Added in response to further comments: Even more explicitly, if $e_0, e_1, \dots, e_n$ is a basis for $V$, with corresponding coordinates $w_0, w_1, \dots, w_n$, then the $w_i$ form homogeneous coordinates on $\mathbb{P}V$. On the affine patch $w_0 \neq 0$, we have local coordinates given by $z_j = w_j/w_0$, for $j=1, \dots, n$. Given a point $l = [1: l_1: \dots: l_n] \in \mathbb{P}V$, the vector
$$ \sum_{j=1}^n v_j \frac{\partial}{\partial z_j} $$
is tangent to the curve $z_j(t) = l_j + tv_j$. This lifts to the curve in $V$ given by $w_0(t)=f(t)$, $w_j(t)=f(t)(l_j+tv_j)$ for $j\geq 1$, where $f$ is any smooth $\mathbb{C}^\times$-valued function. Its tangent at $t=0$, i.e. a lift of $v$ to $V$, is
$$ f'(0) \bigg( e_0 + \sum_{j=1}^n l_je_j \bigg) + \sum_{j=1}^n v_j e_j. $$
The ambiguity coming from $f'(0)$ is exactly what is killed when we quotient by $l$, so the lift to $V/l$ is represented by $\sum v_je_j$.
Explicit computation for $V=\mathbb{C}^2$: Take coordinates $w_0, w_1$ on $\mathbb{C}^2$, and let $U_j = \{w_j \neq 0\} \subset \mathbb{P}^1$. We have
$$(\pi^*V / \mathcal{L})_{[w_0 : w_1]} = \mathbb{C}^2 \Big/ \mathbb{C} \begin{pmatrix} w_0 \\ w_1 \end{pmatrix}.$$
On $U_0$ a complement to $\mathcal{L}$ in $\pi^*V$ is given by $\mathbb{C}e_1$; we can therefore take $[e_1]$ as a trivialising frame for the quotient bundle (where the square brackets denote the image in the quotient).
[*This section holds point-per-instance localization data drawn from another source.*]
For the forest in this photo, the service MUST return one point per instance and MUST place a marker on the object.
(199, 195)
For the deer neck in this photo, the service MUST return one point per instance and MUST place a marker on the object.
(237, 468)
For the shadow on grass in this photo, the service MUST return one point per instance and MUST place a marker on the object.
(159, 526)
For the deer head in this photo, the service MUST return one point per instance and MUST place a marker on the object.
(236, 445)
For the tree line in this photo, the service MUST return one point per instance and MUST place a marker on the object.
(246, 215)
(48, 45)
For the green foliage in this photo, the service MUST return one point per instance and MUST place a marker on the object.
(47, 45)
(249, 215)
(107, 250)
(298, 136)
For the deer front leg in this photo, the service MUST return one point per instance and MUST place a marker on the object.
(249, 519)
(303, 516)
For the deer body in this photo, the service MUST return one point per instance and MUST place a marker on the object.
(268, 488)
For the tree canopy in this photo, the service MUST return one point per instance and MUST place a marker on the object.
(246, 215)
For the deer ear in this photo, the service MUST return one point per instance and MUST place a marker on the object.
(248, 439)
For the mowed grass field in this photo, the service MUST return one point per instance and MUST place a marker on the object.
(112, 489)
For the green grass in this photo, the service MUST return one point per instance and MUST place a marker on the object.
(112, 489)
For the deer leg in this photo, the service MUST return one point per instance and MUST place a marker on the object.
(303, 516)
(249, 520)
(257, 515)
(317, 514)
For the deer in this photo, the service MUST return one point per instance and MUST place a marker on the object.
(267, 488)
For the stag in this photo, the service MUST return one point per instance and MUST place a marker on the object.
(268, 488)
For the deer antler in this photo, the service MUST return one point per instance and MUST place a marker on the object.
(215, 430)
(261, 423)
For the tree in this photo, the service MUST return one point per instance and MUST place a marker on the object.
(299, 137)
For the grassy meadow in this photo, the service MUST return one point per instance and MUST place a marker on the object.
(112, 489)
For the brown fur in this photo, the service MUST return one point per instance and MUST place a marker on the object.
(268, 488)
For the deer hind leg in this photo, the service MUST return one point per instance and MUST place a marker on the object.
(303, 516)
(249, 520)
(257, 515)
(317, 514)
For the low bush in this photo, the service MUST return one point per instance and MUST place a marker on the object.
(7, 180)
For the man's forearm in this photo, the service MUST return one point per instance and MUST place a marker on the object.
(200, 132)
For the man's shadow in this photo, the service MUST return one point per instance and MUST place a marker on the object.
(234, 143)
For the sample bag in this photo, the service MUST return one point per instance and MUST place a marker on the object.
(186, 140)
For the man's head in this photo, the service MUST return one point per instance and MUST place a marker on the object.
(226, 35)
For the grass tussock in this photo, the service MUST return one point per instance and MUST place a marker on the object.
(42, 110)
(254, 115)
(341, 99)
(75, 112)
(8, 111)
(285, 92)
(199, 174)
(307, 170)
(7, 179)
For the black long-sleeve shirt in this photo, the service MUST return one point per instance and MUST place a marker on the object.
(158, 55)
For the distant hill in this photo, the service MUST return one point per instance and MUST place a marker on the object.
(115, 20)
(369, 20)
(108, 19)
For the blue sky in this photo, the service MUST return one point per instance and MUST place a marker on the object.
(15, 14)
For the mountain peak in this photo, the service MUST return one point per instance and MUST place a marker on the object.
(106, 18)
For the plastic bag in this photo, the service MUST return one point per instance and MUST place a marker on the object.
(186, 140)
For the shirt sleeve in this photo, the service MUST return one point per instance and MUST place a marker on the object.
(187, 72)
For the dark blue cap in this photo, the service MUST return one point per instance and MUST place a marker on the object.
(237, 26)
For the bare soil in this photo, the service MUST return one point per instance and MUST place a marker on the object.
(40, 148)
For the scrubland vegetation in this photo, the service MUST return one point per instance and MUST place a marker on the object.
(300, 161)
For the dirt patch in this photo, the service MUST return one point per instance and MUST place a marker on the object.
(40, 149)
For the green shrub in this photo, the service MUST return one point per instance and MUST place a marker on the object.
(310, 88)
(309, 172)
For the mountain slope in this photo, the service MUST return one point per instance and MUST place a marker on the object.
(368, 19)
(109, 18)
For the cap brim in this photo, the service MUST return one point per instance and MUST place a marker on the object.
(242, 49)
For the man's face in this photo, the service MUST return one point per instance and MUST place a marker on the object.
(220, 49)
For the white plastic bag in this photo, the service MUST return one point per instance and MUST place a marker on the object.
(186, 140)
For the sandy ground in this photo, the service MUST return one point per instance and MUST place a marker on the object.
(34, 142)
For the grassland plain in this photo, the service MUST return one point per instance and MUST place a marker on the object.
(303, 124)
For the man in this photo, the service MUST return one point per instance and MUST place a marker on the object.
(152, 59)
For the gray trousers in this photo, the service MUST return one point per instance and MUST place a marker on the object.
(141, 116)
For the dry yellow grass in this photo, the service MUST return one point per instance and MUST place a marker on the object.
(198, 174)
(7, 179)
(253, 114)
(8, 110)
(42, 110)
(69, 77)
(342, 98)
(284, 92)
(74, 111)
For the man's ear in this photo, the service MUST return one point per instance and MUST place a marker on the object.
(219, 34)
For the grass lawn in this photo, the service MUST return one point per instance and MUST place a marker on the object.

Similarly on $U_1$ a frame is given by $[e_0]$. On $U_0 \cap U_1$ we have for all local holomorphic functions $f$ that
$$f e_1 = \frac{f}{w_1} \begin{pmatrix} w_0 \\ w_1 \end{pmatrix} - \frac{fw_0}{w_1} e_0 $$
so
$$ f[e_1] = -\frac{fw_0}{w_1}[e_0].$$
The transition function $\psi_{10}$ is therefore $-w_0/w_1$, which (up to the minus sign, which we could have eliminated by choosing $[-e_0]$ as our frame on $U_1$) is the transition function for $\mathcal{O}(1)$.